The People’s Bank of China could start buying Chinese equities in 2019 to encourage discretionary spending, as more than 90 percent of the stock market is held by domestic investors, McCafferty said in a report Monday.
“China will go beyond historic measures to stimulate the stock market. Specifically, the Chinese government might mandate the PBOC with a role in buying up equities,” he said. A strong equities performance “would be much more effective at stimulating domestic consumption than the construction of another railway line.”
It isn’t that the government hasn’t been active in stocks in the past. The so-called National Team of government funds has purchased stocks through various entities before: Nomura estimates that the group, which includes the State Administration of Foreign Exchange (SAFE), controls around 3 percent of the A-share market.

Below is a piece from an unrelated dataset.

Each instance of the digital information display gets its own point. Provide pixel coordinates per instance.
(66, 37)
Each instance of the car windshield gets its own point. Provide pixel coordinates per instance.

Its exposure “looks relatively modest” compared to other countries -- it’s about half, in percentage points, of what Japan’s GPIF owns in its domestic stock market, and about a third of what South Korea’s National Pension Service holds of the nation’s equities, McCafferty noted in the report.
On top of that, Chinese investors can also look forward to an improvement in relations with the U.S., which will ease the turbulence seen in 2018, McCafferty said. Investors are awaiting the outcome of fresh talks on trade as the U.S. and China meet in Beijing this week. The Trump administration expressed optimism it can reach a “reasonable” trade deal with China as President Xi Jinping dispatched one of his top aides to negotiations in Beijing.
The MSCI China index will become a “must-have exposure” due to index reclassification as well, one that foreigners can no longer ignore, the report said. MSCI Inc. said in September that it was considering increasing the weight of A shares in its global indexes this year and this will make the market “too big to ignore,” McCafferty added. The MSCI China Index fell 20 percent last year, its biggest loss since 2011.
According to McCafferty, investors can take shelter in defensive stocks in the short-term, as the market continues to see earnings downgrades from weak fourth quarter results. Sentiment is likely to recover from the second quarter and MSCI China will end the year about 11 percent higher at 78.6.
McCafferty’s defensive picks:
|China Mobile Ltd.||HK$102|
|China Resources Gas Group Ltd.||HK$38.7|
|Hengan International Group Co.||HK$90.2|
|Ping An Insurance Group Co.||HK$104.52|
|Shenzhou International Group Holdings Ltd.||HK$112.3|
|NetEase Inc. ADRs||$283|
“We suspect a recovery in the market may materialize from the second quarter, as earnings revisions come to a close and the national team swings into action,” McCafferty said.